Program
Keynote Speakers

L Mahadevan, FRS
de Valpine Professor of Applied Mathematics, Professor of Organismic and Evolutionary Biology, Professor of Physics, Faculty Dean, Mather House, Harvard University
L. Mahadevan is the Lola England de Valpine Professor of Applied Mathematics, Physics, and Organismic and Evolutionary Biology at Harvard University, where he also serves as a Faculty Dean of Mather House, living and learning with a community of 400+ students. Following a PhD from Stanford in 1995, he was on the faculty at MIT and then a Fellow of Trinity and the inaugural Schlumberger Professor of Complex Physical Systems at Cambridge University before moving to Harvard in 2003. His interests are broadly in the study of phenomena at the human scale that are easy to observe, yet not always easy to explain. A common aim is to get at a qualitative understanding using quantitative methods, and get at general principles, if there be such, from answers to specific questions inspired by the patterns of shape and flow of inanimate matter on scales ranging from the supramolecular to the planetary, and the dynamics of sentient living matter that can self-organize, perceive and act. Examples include the mathematics underlying art forms such as origami and its cousins, the physics underlying unusual musical instruments such as the steel pan and the musical saw, the biophysics of cells and tissues and the basis for self-organized morphogenesis, and the functional ethology and behavior of super-organisms from bacteria to bugs. His work in science has been recognized by a number of awards: he is a MacArthur Fellow, a Fellow of the Royal Society of London, a member of the American Academy of Arts and Sciences and a Simons Investigator.

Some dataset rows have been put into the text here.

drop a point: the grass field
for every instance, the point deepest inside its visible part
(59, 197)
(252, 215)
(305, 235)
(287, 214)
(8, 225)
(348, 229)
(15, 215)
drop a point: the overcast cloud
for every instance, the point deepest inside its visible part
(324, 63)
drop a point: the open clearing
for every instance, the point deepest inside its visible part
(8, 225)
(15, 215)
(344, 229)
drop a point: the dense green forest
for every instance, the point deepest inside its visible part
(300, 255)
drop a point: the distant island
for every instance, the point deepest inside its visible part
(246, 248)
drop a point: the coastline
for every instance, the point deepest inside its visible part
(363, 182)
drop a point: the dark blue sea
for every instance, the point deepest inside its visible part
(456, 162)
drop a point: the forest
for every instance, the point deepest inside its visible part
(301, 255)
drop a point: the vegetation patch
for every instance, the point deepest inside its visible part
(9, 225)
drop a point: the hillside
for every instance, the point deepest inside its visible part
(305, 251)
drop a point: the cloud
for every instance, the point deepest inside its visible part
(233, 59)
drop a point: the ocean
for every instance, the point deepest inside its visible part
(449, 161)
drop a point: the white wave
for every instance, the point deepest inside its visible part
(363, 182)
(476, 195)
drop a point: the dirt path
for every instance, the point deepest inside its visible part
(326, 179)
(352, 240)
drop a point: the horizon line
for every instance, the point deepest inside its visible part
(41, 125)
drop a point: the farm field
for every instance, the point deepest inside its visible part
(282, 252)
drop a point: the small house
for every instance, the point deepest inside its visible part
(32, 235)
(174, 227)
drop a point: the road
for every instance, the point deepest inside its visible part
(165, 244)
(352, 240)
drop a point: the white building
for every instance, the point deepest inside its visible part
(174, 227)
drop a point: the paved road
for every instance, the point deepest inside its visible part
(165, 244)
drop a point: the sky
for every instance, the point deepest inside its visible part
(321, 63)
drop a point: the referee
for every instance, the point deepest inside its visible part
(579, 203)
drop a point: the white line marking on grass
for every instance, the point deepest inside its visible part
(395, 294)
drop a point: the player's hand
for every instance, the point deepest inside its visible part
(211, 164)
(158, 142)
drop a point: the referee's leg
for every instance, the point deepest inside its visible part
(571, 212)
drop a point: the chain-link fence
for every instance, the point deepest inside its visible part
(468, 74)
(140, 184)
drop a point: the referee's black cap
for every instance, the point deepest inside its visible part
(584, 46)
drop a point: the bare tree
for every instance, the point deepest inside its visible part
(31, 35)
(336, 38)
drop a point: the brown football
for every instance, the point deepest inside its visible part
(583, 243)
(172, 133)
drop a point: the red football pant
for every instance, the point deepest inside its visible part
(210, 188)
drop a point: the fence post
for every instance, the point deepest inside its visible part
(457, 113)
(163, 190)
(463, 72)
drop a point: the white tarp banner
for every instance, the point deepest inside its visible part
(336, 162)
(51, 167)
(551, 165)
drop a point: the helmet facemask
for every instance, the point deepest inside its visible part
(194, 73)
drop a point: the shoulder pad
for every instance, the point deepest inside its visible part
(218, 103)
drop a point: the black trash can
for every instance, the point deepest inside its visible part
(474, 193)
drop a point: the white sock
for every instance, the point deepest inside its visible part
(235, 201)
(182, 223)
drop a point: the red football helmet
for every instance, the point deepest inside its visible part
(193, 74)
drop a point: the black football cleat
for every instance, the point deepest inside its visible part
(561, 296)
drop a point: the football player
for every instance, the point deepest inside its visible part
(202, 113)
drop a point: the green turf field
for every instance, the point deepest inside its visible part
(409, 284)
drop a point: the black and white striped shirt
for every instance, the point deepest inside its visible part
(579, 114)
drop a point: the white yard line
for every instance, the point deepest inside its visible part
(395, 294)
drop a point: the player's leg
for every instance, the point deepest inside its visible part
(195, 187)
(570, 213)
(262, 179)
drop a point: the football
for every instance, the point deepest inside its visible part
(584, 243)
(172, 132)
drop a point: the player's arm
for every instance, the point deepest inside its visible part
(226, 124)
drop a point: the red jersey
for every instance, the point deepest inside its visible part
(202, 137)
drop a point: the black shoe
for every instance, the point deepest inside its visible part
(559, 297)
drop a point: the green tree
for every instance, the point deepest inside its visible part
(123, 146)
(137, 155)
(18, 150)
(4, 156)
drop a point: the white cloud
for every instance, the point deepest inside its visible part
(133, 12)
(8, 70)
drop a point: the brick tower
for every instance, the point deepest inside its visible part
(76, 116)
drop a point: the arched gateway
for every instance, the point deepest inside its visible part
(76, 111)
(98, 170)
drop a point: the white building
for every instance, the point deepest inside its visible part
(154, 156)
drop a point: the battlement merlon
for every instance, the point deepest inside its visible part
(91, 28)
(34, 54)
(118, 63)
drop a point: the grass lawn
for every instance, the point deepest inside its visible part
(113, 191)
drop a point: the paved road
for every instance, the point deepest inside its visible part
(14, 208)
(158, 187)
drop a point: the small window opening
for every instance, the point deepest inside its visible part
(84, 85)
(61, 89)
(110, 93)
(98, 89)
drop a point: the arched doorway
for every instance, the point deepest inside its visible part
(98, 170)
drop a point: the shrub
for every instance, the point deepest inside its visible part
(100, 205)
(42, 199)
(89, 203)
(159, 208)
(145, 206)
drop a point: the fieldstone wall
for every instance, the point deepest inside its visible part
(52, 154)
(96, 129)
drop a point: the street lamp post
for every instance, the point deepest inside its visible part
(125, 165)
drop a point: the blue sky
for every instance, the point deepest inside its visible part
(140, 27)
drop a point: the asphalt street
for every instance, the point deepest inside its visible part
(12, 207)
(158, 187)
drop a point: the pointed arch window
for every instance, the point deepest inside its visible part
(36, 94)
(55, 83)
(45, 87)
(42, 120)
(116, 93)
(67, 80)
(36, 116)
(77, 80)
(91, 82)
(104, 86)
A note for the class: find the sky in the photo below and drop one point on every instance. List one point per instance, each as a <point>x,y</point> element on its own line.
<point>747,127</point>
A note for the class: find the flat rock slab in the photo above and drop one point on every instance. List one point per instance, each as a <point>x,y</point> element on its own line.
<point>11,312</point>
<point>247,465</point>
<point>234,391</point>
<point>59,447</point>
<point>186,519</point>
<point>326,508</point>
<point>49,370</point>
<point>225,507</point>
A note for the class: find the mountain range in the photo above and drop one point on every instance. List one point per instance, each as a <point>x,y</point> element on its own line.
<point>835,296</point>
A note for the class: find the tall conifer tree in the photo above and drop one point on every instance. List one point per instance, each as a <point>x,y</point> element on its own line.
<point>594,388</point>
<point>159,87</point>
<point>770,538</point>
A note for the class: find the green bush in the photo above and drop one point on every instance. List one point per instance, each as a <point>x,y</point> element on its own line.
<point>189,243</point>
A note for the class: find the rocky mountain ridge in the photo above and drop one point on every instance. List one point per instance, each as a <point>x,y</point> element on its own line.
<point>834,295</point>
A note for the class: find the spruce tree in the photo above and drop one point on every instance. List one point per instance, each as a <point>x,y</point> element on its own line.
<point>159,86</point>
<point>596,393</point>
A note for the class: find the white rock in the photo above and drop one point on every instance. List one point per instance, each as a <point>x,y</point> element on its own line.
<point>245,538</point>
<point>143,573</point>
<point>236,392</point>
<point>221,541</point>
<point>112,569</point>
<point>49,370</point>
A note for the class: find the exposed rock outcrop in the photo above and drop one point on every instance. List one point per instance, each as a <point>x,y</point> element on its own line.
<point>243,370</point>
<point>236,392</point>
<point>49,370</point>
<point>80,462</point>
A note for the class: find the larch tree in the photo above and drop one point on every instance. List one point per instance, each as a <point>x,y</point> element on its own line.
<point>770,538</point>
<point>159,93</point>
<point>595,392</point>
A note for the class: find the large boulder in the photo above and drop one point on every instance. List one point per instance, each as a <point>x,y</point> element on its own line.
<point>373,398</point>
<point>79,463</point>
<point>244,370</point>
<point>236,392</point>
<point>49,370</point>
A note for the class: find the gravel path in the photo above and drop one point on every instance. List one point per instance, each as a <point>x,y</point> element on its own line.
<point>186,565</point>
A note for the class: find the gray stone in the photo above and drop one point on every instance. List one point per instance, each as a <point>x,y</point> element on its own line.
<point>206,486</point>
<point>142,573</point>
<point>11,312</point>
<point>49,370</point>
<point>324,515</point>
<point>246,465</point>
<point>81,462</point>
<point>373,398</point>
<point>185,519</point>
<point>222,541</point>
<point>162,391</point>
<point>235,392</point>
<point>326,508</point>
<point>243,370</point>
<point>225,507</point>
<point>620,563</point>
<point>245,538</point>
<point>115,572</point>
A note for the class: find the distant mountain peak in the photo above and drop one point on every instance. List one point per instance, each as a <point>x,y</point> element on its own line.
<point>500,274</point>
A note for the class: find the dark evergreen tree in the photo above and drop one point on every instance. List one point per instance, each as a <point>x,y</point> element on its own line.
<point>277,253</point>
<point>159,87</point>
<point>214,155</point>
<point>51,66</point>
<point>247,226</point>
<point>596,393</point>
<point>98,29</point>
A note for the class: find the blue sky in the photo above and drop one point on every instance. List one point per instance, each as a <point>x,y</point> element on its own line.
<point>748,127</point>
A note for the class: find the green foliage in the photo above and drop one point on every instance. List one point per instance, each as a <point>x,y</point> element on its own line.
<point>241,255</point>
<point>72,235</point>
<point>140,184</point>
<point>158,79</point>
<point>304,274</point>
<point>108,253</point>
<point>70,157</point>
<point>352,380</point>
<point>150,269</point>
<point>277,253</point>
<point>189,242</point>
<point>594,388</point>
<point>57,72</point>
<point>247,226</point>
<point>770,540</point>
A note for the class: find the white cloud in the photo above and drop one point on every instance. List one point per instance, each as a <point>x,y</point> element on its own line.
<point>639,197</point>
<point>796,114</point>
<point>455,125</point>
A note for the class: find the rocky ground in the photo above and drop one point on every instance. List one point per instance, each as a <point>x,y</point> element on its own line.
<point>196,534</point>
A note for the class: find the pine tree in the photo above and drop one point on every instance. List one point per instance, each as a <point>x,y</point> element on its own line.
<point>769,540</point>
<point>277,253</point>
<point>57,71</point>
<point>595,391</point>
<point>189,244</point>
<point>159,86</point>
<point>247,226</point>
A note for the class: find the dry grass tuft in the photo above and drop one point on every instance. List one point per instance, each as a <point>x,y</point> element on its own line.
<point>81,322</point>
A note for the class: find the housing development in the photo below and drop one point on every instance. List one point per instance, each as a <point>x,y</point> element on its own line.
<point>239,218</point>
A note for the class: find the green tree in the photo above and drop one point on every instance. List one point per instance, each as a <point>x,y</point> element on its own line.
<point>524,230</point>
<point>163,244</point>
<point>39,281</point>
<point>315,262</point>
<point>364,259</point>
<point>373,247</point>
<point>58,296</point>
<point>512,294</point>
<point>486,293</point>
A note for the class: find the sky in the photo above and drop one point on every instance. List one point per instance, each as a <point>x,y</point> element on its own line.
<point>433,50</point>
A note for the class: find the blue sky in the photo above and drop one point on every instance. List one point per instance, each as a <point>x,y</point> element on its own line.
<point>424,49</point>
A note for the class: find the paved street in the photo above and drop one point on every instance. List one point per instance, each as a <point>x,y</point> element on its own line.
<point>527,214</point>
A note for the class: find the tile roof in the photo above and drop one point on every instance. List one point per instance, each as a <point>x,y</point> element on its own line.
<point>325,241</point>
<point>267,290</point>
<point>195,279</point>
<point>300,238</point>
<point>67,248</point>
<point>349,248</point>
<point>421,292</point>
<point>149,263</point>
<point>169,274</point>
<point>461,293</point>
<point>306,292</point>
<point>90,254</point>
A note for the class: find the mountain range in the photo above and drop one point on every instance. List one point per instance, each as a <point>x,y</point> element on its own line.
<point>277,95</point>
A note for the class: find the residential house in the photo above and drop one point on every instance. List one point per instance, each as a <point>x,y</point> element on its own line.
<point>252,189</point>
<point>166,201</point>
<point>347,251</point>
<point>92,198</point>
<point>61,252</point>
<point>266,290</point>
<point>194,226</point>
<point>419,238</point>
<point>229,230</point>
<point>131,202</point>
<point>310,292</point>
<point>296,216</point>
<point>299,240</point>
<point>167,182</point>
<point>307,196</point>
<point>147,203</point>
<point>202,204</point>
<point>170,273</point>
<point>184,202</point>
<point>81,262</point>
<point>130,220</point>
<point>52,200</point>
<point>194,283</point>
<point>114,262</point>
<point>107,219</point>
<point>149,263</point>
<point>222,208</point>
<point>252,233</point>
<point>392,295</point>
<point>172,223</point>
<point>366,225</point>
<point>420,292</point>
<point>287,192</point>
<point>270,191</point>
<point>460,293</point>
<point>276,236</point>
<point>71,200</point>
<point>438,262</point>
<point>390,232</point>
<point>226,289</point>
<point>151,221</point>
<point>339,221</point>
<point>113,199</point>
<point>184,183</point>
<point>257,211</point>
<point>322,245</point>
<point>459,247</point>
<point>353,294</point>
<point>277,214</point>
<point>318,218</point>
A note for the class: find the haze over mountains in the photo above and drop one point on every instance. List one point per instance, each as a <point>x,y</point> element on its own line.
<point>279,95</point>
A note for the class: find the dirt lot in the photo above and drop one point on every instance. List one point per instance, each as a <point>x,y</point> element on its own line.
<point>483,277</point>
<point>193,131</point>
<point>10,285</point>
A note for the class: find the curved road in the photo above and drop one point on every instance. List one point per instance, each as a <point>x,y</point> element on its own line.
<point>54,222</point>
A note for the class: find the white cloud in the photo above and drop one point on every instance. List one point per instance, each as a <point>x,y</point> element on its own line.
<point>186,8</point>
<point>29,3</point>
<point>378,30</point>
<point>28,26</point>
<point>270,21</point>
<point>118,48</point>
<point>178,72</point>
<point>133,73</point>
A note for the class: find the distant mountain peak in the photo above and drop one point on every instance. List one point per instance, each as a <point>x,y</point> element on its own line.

(Bio)physics of body building: gastrulation, elongation, segmentation, ...
I will describe how simple geometrical ideas and physical principles associated with active growth and flow are beginning to help illuminate multicellular tissue morphogenesis in laying out the body plan, using three common motifs, with variations across organisms: gastrulation, elongation, and segmentation. Combining experiments and theory allows us to link molecular genetics to morphogenesis in a developing organism and construct evolutionary phase diagrams across organisms, sharpening the Darwinian question of how “endless forms most beautiful and most wonderful have been, and are being, evolved.”

Hanna Mikkola, MD, PhD
Department of Molecular, Cell, and Developmental Biology, Broad Stem Cell Research Center, and Jonsson Comprehensive Cancer Center, University of California Los Angeles
Dr. Hanna Mikkola is a Professor of Molecular, Cell, and Developmental Biology at UCLA, and a member of the Broad Stem Cell Research Center and Jonsson Comprehensive Cancer Center. Her interest in hematology and blood cell development began during medical school at the University of Helsinki, where she completed a Ph.D. on genetic defects in Factor XIII deficiency. She pursued postdoctoral research at Lund University, developing lentiviral tools for stem cell manipulation, and later at Harvard Medical School, where she identified the placenta as a niche for hematopoietic stem cells (HSCs). Since joining UCLA in 2005, Dr. Mikkola’s lab has focused on mechanisms controlling HSC development and self-renewal, and dysregulation of these processes in culture and leukemias. Her research integrates human developmental and postnatal hematopoietic tissues, human pluripotent stem cells, and mouse models with state-of-the-art molecular biology and omics technologies—including single-cell, spatial, and long-read transcriptomic and epigenomic approaches. She also co-directs the JCCC’s Epigenetics, RNA, and Gene Regulation Program and teaches undergraduates about stem cell biology.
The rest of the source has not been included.